Learning how to use new technology in the middle of a tropical storm is inherently challenging. But for the Town of Bluffton's Public Works Department, debuting new software during Tropical Storm Irma last September offered the town a unique opportunity to excel in emergency response — one that served them well in the wake of Hurricane Florence in September.
Meticulous documentation and asset tracking are crucial to emergency
response and FEMA assistance. Photo: Town of Bluffton.
On the night of Irma's landfall, Town Manager Marc Orlando remembers public works employees gathered around a TV watching a demonstration about how to install and use asset-tracking software to help gather data to send to the Federal Emergency Management Agency.
"We made and implemented a decision hoping it would work in our favor," said Orlando.
Officials expected to put the software to use after the storm, which damaged the South Carolina coastline in September 2017. However, Irma gave them the chance to collect data during a major weather event. The software allowed staff members to track each task on their mobile phone or tablet, which ultimately produced detailed documentation for FEMA, according to a town news release.
Public works employees also inventoried equipment, programmed FEMA hourly rates, and documented what each task required in terms of labor hours and resources. By doing so, the town now has the data to make to better-informed decisions about storm response in the future.
"Using this software in real time during Irma saved the town countless hours of post-storm paperwork," said Bryan McIlwee, Bluffton's director of engineering. The town's public works crew logged more than 200 hours of recovery work and filed for FEMA reimbursement as they accomplished each task.
While the six-month Atlantic hurricane season officially runs through November 30, it's always helpful to be proactive and know ahead of time how to effectively prepare and respond to natural disasters.
As the Town of Bluffton employees showed, meticulous documentation is crucial.
In fact, said Joseph "Bo" Bowers, fire chief of the City of Hanahan, it's the No. 1 thing to do when seeking help from FEMA in the immediate aftermath of a storm.
"This of course assumes that a disaster declaration has been issued for your area, and you are working with a FEMA rep," he said. "If you were not working with a FEMA rep, you will need to contact your state emergency operations center to be assigned one."
Preparing before a storm starts well in advanced of an incident.
"The city or town must have all personnel trained in ICS 100, 200, 700 and 800," said Bowers, referring to some of FEMA's National Incident Management System core curriculum courses.
"Anyone who is generalized in command staff, such as finance, public information officer, logistics, operations, safety and medical, all need to have ICS 300 and 400. These people should practice writing Incident Action Plans at least quarterly, as well as all other staff completing 214 Unit Activity Logs."

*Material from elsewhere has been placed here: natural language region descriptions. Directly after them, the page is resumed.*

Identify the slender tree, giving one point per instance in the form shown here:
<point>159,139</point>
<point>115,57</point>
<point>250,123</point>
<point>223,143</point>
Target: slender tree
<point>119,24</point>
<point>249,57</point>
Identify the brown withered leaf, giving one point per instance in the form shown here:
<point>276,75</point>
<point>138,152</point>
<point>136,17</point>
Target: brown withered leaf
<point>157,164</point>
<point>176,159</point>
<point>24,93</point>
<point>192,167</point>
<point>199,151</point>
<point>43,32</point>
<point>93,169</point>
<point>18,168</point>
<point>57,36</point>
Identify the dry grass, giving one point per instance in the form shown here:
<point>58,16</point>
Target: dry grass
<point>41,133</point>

Bowers emphasized the value of becoming proficient at writing the plans.
"One thing that we have found that works well for us is completing an IAP for any special event, just as practice for any event that may arise," he said. "The other thing that is important prior to a storm is a clear and ratified city emergency action plan that outlines your preparation phase, response phase and recovery phase to an event. Next is paperwork. Practice using the FEMA forms. Utilize 214 Unit Activity Logs to document all activities of each asset employed during the event."
Bowers said the activities that should be documented could be as detailed as how long a generator ran, the beginning and ending mileage of a response vehicle, hours accrued on diesel engines, and how long a chainsaw was used.
He said the forms are tedious but essential to ensure federal funds.
- Make sure you are purchasing necessities and only things that you will use related to the emergency at hand.
- Have a clear purchase and procurement policy for storm-related needs.
- Ensure that employees track where all the city's new and old assets are located, how and where they were used, and what they were used for. All of this must be provided as justification to FEMA about what you did during the emergency event.
- Keep pre-incident photos of all facilities and capital assets. After the incident, these photos will be used to justify damage claims.